Adapted from a recent online discussion.
Dear Carolyn: You gave some good advice on “paying attention to how hard you have to work” in a relationship, but is it possible to be burned anyway? My ex-fiance gave me the distinct impression that not only did we have a good foundation, but that our differences were tolerable. We would spend hours upon hours talking this stuff out and building (what I thought was) good communication.
He called off the wedding anyway with no warning, saying that he couldn’t do it.
Never miss a local story.
I’m left asking why I made the effort. Seems like no matter what, someone can always dupe you by mirroring your hopes and dreams to get what they want, and then ditching you when it’s convenient. Your advice is sound, but it seems so hopeless.
If you’re looking never to get hurt, then, yes, hopeless is the right word. Everyone who cares about something also gets “burned” by it, just by dint of caring.
Think of it in terms of sports, because why not: If you care whether a team wins or loses, then you will feel good when it wins and bad when it loses. Right?
You’re asking why you made the effort when a loss was inevitable, and the answer is, you cared so you gave it your best. His leaving doesn’t mean he didn’t give it his best. It doesn’t mean he duped you, either. Maybe he did, sure, but maybe too he really was nuts about you, and unwittingly worked a little too hard – those “hours upon hours” – to persuade himself that your differences were surmountable. Maybe that wore him out, and maybe he felt terrible about that, but also understood you’d both have better chances at happiness if you parted ways.
That isn’t necessarily staying “to get what they want” and “ditching” when “convenient.” People who are decent and who really care about each other aren’t immune to hurting each other. Again, all they have to do is care, and both will eventually feel hurt by something.
So why get involved with anyone? Because enough good can outweigh the inevitable bad. Plenty of people will happily choose 20-40-60 loving years with someone for the price of heavy grief when that person dies – and that’s a happy ending, no?
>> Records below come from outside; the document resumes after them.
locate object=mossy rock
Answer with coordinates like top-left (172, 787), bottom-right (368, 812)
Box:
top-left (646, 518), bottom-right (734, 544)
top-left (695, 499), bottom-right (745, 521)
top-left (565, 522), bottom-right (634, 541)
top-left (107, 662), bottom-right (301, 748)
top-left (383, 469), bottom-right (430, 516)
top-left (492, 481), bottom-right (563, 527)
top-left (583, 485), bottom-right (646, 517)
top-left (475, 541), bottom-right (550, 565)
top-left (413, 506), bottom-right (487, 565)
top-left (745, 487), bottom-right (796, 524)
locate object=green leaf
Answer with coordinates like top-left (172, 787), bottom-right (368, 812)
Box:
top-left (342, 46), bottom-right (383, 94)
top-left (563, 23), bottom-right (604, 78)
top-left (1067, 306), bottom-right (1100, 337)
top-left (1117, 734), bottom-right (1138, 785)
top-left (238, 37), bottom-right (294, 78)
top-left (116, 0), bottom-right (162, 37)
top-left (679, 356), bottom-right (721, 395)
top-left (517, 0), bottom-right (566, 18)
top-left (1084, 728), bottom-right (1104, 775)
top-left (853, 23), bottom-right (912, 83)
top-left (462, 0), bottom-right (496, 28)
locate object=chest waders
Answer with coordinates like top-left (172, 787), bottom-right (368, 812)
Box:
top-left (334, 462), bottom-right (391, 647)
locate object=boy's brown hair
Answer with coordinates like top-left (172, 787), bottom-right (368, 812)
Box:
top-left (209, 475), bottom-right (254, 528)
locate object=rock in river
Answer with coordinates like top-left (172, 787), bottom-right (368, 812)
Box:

Till death do they part?
Even when it’s not as pretty, when people stay together for X years then ultimately split, they can still look back on those years as mostly good, even valuable to them – be it in shaping who they are, in creating beloved children, in being the path that took them to the happy place they’re in now. Not all ends are failures.
So, you make the effort because the best connections to others, and the memories of them, make life worth living; the good ones make life more fun and/or interesting; and the worst ones – when picked over as objectively as we can afterward for useful information, about others and about ourselves (with a good therapist’s help as needed) – can help guide us toward something more rewarding.
Ultimately it’s about finding, sharing and counting on our own strength, versus the permanence of another person’s feelings for us – especially since the former can help the latter along.